The film is being released on Blu-ray by the Criterion Collection and, more than anything else, this selection points to how even the most stringent cineastes are capable of being mushballs.

Via the Criterion Collection
Amy Irving and Peter Riegert in 'Crossing Delancey' (1988). Via the Criterion Collection

Listening to the actor Peter Riegert tell it, his role in Joan Micklin Silver’s “Crossing Delancey” (1988) resulted in his being propositioned by more women than at any other point in his life. Mr. Riegert’s character was unpretentious, generous, kind, and funny, and mothers and daughters and grandmothers couldn’t help themselves: What wasn’t to love about Sam the pickle man? 

This says more about Mr. Riegert than it does about his scandalously underwritten character. Although Sam Posner comes with a backstory, it’s pretty bare bones: The pickle man inherited the business from his father, washes his hands with vanilla and milk to rid himself of the odor of vinegar, and exhibits little in the way of an inner life. Sam is manipulated by the movie’s main players because the story demands it of him. He’s a cog in director Silver’s machine — or, rather, Susan Sandler’s screenplay. 

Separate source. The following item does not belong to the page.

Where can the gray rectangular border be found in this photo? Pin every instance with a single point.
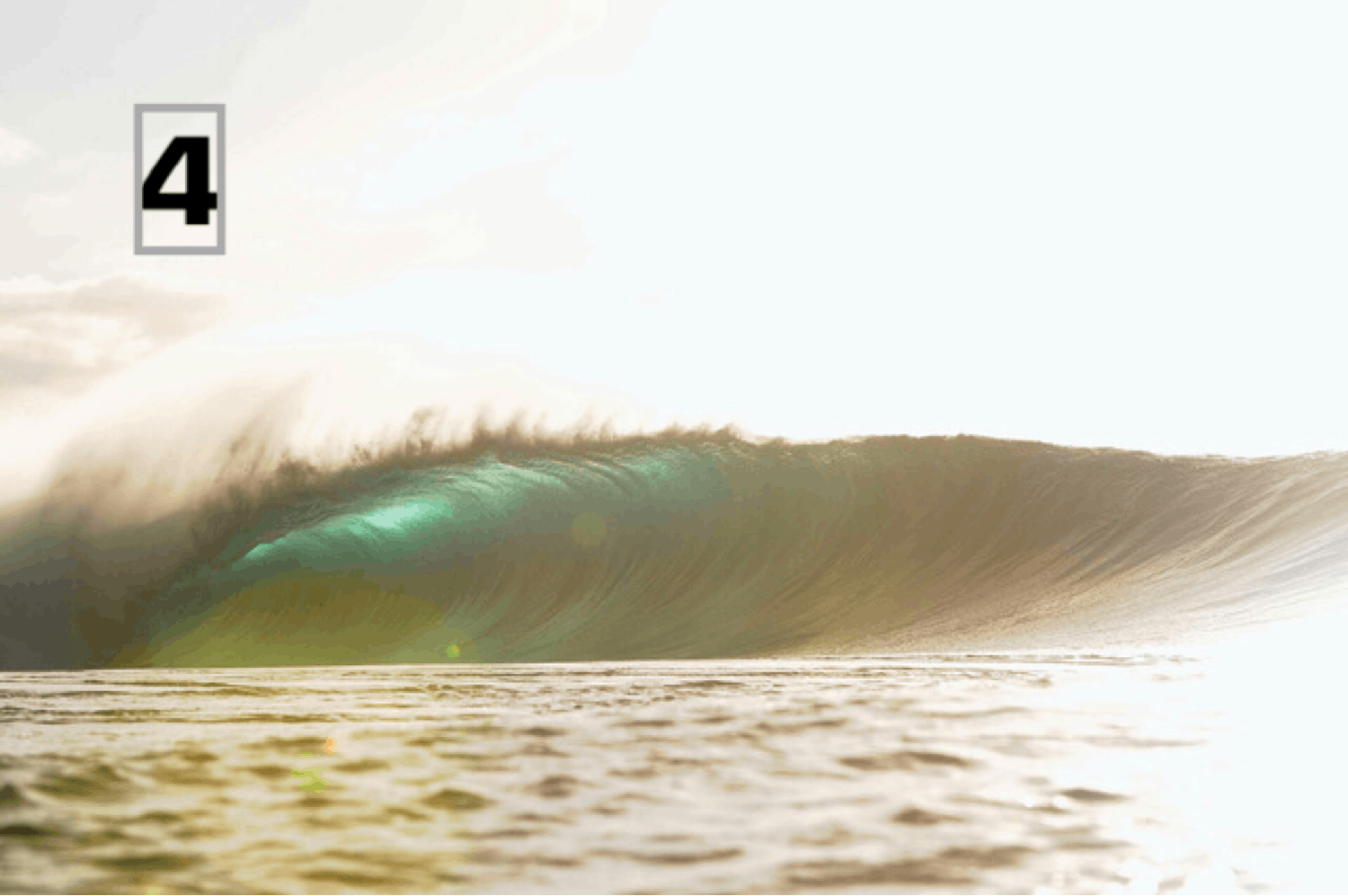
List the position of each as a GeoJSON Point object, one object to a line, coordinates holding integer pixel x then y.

Ms. Sandler based the film on her play of the same name, and it isn’t without its sharp observations and sly asides. Those old enough to have frequented Manhattan in the 1980s will pick up on social cues and cultural bromides that ring true to the era. That the story is explicitly ethnic — “Crossing Delancey” is a story about Jewish life and aspiration — only partially energizes its rom-com conventions. What makes the movie memorable is star power.

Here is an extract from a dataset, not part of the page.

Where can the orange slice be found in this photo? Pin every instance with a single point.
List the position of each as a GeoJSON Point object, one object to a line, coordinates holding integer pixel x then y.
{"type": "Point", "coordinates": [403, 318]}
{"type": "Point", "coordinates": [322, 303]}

That brings us back to Mr. Riegert. Prior to his breakout role as Boon in John Landis’s “Animal House” (1978), Mr. Riegert was a creature of the stage, appearing in Broadway and off-Broadway productions including “Dance With Me” and “Sexual Perversity of Chicago.” As the only member of Delta House who possessed anything close to a moral compass, Mr. Riegert set himself up for movie roles that relied on an abiding humility, a speck of innocence, and a deft way with a wisecrack. “Crossing Delancey” was, in so many words, a mass-media confirmation of Mr. Riegert’s menschlichkeit.

Reizl Bozyk, Amy Irving, and Sylvia Miles in ‘Crossing Delancey’ (1988). Via the Criterion Collection

“Crossing Delancey” is being released on Blu-ray by the Criterion Collection and, more than anything else, this selection points to how even the most stringent cineastes are capable of being mushballs. How much does Silver’s picture elaborate upon the Collection’s mission of “publishing important classic and contemporary films from around the world”? “Crossing Delancey” is a likable dollop of schmaltz, sure, but the story and characters only marginally transcend their standard-issue sitcom trappings — which definitely includes the supporting cast, not least Reizl Bozyk and Sylvia Miles. Oy, those yentas.

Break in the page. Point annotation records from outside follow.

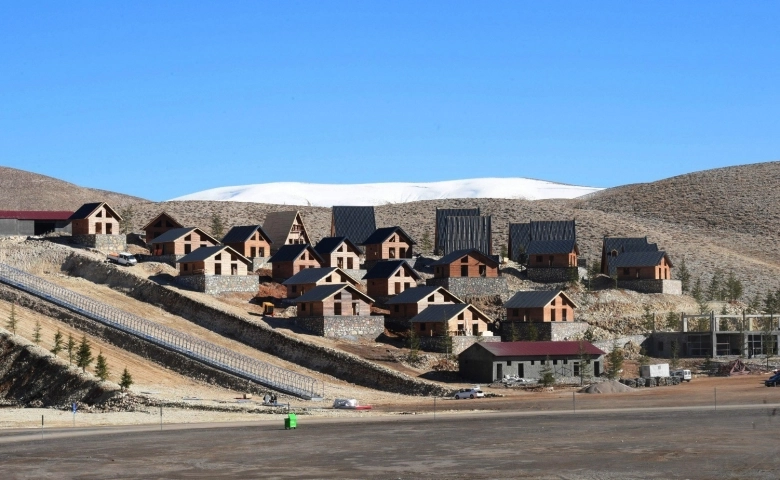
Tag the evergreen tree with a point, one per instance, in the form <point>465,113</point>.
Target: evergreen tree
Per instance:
<point>126,380</point>
<point>57,348</point>
<point>101,367</point>
<point>84,354</point>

The chief rub of the plot is class. Thirty-something Isabelle Grossman (Amy Irving) works in a homey, independent bookstore that caters to the intellectual crowd. Among those she regularly rubs elbows with, and is seriously crushing on, is a novelist, Anton Maes (Jeroen Krabbé). All the while, her bubbe (Bozyk) is working in cahoots with a matchmaker, Hannah Mandelbaum (a scene-eviscerating Miles), to find a good man for Isabelle. Will she settle for a guy who is the furthest thing from a pretentious, self-centered littérateur?

That we know the answer to the question doesn’t necessarily put a damper on the proceedings, but there have been less mechanical variations of the boy-meets-girl dynamic. But then, of course, there’s the girl: Ms. Irving proved her mettle as a film actor by imbuing Isabelle with just the right measures of naivete and world weariness, reticence, and surety. 

With her grand shock of curly hair and chiseled features, the actress brings an almost sculptural dynamism to this most winsome of ingenues. As the curatorial staff at the Criterion Collection might tell you, “Crossing Delancey” is an entertainment whose shortcomings are easy to forgive and easier to enjoy.